Currently if mce_end() fails no_way_out is set equal to worst.
worst is the worst severirty that was found in the MCA banks
associated to the current CPU; however at this point no_way_out
could be already set by mca_start() by looking at all severities
of all CPUs that entered the MCE handler.
if mce_end() fails we first check if no_way_out is already set and
if so we stick to it, otherwise we use the local worst value
Signed-off-by: Gabriele Paoloni <[email protected]>
Reviewed-by: Tony Luck <[email protected]>
---
arch/x86/kernel/cpu/mce/core.c | 2 +-
1 file changed, 1 insertion(+), 1 deletion(-)

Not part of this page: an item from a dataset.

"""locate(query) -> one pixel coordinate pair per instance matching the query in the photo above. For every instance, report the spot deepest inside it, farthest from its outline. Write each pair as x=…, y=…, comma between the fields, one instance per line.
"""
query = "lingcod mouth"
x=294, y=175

diff --git a/arch/x86/kernel/cpu/mce/core.c b/arch/x86/kernel/cpu/mce/core.c
index 4102b866e7c0..b990892c6766 100644
--- a/arch/x86/kernel/cpu/mce/core.c
+++ b/arch/x86/kernel/cpu/mce/core.c
@@ -1385,7 +1385,7 @@ noinstr void do_machine_check(struct pt_regs *regs)
*/
if (!lmce) {
if (mce_end(order) < 0)
- no_way_out = worst >= MCE_PANIC_SEVERITY;
+ no_way_out = no_way_out ? no_way_out : worst >= MCE_PANIC_SEVERITY;
} else {
/*
* If there was a fatal machine check we should have
--
2.20.1
---------------------------------------------------------------------
INTEL CORPORATION ITALIA S.p.A. con unico socio
Sede: Milanofiori Palazzo E 4
CAP 20094 Assago (MI)
Capitale Sociale Euro 104.000,00 interamente versato
Partita I.V.A. e Codice Fiscale 04236760155
Repertorio Economico Amministrativo n. 997124
Registro delle Imprese di Milano nr. 183983/5281/33
Soggetta ad attivita' di direzione e coordinamento di
INTEL CORPORATION, USA
This e-mail and any attachments may contain confidential material for
the sole use of the intended recipient(s). Any review or distribution
by others is strictly prohibited. If you are not the intended
recipient, please contact the sender and delete all copies.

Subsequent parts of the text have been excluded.